London Punch
Dressed in the trendy leggings I just bought from some cheap boutique, my English style riding boots, a wool sweater from Ireland, and a leather jacket I proudly found at some famous London flea market, I knew I no longer looked like a foreigner. Smugly, I stood in the lobby of our two-star London hotel surfing through postcards.
I was waiting on my collegiate friends so we could all go to breakfast and plan our daily attack on pubs and nightclubs. Post card surfing filled the time.
Big Ben, seen it. Tower of London, been there. Wimbledon, didn’t look too exciting.

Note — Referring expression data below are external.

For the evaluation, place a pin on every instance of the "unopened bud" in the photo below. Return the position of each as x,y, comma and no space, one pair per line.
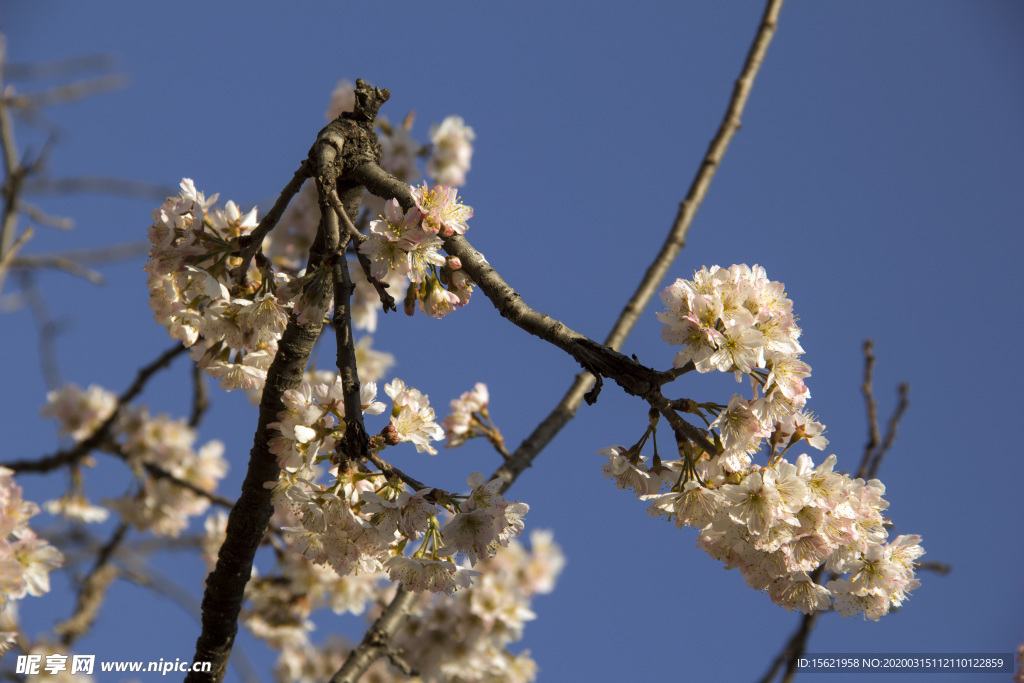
409,305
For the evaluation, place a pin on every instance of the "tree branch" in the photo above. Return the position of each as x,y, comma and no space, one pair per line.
383,184
254,240
248,519
101,433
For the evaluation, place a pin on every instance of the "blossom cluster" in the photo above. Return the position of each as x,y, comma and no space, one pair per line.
406,243
778,522
26,560
453,638
360,523
230,323
469,417
165,500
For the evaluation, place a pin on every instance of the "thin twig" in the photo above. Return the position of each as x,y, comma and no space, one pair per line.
37,215
392,471
201,396
92,591
867,388
873,453
57,263
387,301
101,432
47,328
383,185
891,429
254,240
68,92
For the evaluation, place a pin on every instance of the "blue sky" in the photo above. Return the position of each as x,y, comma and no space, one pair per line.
878,174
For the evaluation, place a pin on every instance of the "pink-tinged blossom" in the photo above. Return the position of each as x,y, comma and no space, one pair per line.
627,474
79,413
755,502
441,209
420,574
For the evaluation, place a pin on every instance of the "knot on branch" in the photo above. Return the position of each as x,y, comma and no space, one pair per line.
600,360
352,136
368,100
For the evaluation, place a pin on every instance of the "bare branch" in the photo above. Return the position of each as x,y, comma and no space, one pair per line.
392,471
92,591
383,184
101,433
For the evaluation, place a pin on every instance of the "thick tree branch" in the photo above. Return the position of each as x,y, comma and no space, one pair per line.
342,144
101,433
248,519
383,184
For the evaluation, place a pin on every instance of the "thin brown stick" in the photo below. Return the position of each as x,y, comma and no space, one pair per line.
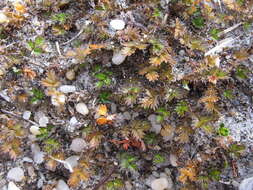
18,116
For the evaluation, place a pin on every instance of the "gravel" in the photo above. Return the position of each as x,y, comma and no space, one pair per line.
78,145
16,174
82,108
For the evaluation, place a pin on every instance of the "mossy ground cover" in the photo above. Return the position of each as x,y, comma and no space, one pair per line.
128,88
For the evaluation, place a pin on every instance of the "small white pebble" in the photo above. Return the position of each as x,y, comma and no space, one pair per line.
61,185
118,58
67,89
43,121
16,174
70,75
82,108
3,18
78,145
12,186
159,184
117,24
35,130
26,115
72,161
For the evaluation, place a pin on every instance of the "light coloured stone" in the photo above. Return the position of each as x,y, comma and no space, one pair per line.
12,186
16,174
67,89
118,58
43,121
160,184
246,184
78,145
117,24
82,108
70,75
61,185
38,156
72,161
173,160
35,130
3,18
27,115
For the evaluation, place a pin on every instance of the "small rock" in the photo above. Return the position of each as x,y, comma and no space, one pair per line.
113,108
31,172
73,121
67,89
4,95
154,173
61,185
3,18
152,118
82,108
27,159
173,160
117,24
12,186
70,75
72,161
16,174
167,171
78,145
127,115
43,121
118,58
246,184
181,52
35,130
26,115
58,99
160,184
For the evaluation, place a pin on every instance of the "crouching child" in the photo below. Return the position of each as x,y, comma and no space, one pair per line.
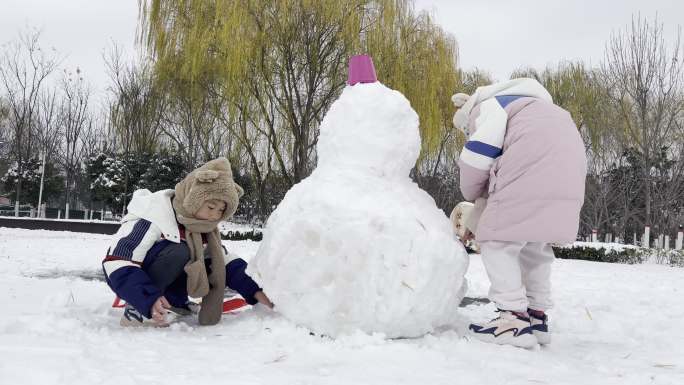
168,248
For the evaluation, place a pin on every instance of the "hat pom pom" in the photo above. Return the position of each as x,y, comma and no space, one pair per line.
206,176
460,99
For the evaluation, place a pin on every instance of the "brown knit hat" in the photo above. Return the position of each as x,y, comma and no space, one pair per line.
212,180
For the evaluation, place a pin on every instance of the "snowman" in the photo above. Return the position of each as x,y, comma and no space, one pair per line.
357,246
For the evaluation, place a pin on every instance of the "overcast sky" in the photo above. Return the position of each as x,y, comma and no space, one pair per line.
494,35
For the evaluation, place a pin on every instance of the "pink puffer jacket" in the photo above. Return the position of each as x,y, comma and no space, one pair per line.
536,185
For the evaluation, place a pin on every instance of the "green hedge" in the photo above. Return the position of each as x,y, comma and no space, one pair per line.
626,255
234,235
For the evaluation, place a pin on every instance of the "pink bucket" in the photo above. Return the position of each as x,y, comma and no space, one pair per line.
361,70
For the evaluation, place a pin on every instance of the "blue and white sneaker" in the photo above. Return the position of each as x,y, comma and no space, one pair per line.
131,317
540,328
509,328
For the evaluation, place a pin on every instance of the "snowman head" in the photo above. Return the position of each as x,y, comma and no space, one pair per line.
370,129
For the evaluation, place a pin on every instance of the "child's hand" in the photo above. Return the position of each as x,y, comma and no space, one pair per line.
159,310
263,299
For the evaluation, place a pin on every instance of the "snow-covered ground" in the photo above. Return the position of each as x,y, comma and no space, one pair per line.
613,324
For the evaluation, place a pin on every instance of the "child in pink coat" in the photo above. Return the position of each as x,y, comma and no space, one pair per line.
525,155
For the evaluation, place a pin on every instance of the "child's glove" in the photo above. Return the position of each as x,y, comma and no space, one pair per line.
458,218
465,217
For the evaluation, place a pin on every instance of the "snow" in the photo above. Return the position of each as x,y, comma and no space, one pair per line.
613,324
357,245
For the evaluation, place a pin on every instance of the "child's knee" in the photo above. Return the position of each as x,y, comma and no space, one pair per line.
177,254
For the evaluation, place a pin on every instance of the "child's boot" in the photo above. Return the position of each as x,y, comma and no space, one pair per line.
510,328
540,329
131,317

The hotel gift shop stood off to the side of the lobby. I had a clear view of our meeting place and several of my classmates were already gathering.
Although it was early in the morning, maybe ten, the shop had a dozen or so patrons mulling around. One woman stopped to look at the post card rack next to mine.
She stood about 5’8 and weighed a bit too much for her frame. Her thin curls lay languishly around her hairline. I tried to ignore her. She seemed fascinated by me.
“Are you American?” she asked with a decidedly cockney accent.
“Yes.” Disappointed that my carefully crafted British outfit didn’t hide my nationality, I continued to look at post cards. Prince Albert Hall, would be going there to see Sting in a few days. The London Underground, spent hours figuring that out.
The Brit stood motionless staring through the post card rack and directly at me. I barely noticed when she took a step closer to me. Sheep eating grass on a hillside. King’s Cross Train Station. There were tons of post cards and I thought I ought to send something to my parents. Piccadilly Circus. The Crown Jewels.
“So you’re from America?”
“Yes,” I answered again glancing in her direction. I loved British accents, even if they weren’t the Queen’s English.
She took a step around the post cards and stood next to me, toe to toe. Her eyes blinked, just for a second.
“Then you killed my brother!”
I looked up at her face seven inches above mine. I had no idea what she just said. These were words that my nineteen year old mind could not process. I’m sure bewilderment flashed across my eyes until a quarter of a second later when the look turned to fear.
This dowdy forty-something dressed in some loose floral smock and black tights, hauled off and punched me in the stomach. The sensation was new to me. I couldn’t breathe. Tears began to fill my eyes. I had no idea what to do.
I must have made some grunting sound because within another second, one of the guys on my trip rushed to my side to catch me before I fell. Another ran to the front desk to tell someone that a lady had just hit their friend.
The clerk from the store popped out from behind the desk and directed the miscreant to the security desk and she was ushered away, out of view, far from me. The hotel manager appeared and apologized.
Apparently, she was staying with her brother in one of the rooms. She had been released from some mental hospital. She would not bother me again.
Seriously? An escaped mental patient loose on the streets of London? It sounded like the beginnings of a horror movie with me as the first victim.
Later, in our hotel room, my roommate and I could see her in her room across the courtyard. She stood rocking back and forth. She looked to be screaming while she rocked. We drew the orange and brown paisley curtains closed. I took off my English outfit and put on a pair of Levi’s and my university sweatshirt.
If I couldn’t hide my American-ness to a crazy lady, then there was no reason to pretend I was “Maeve Burberry” from Frisby-on-the-Wreake, near Melton Mowbray, Leicestershire. Dressed in my American finest, I assumed a new persona–the all-American girl “Dixie Cupp” from Deer Lick, Kentucky.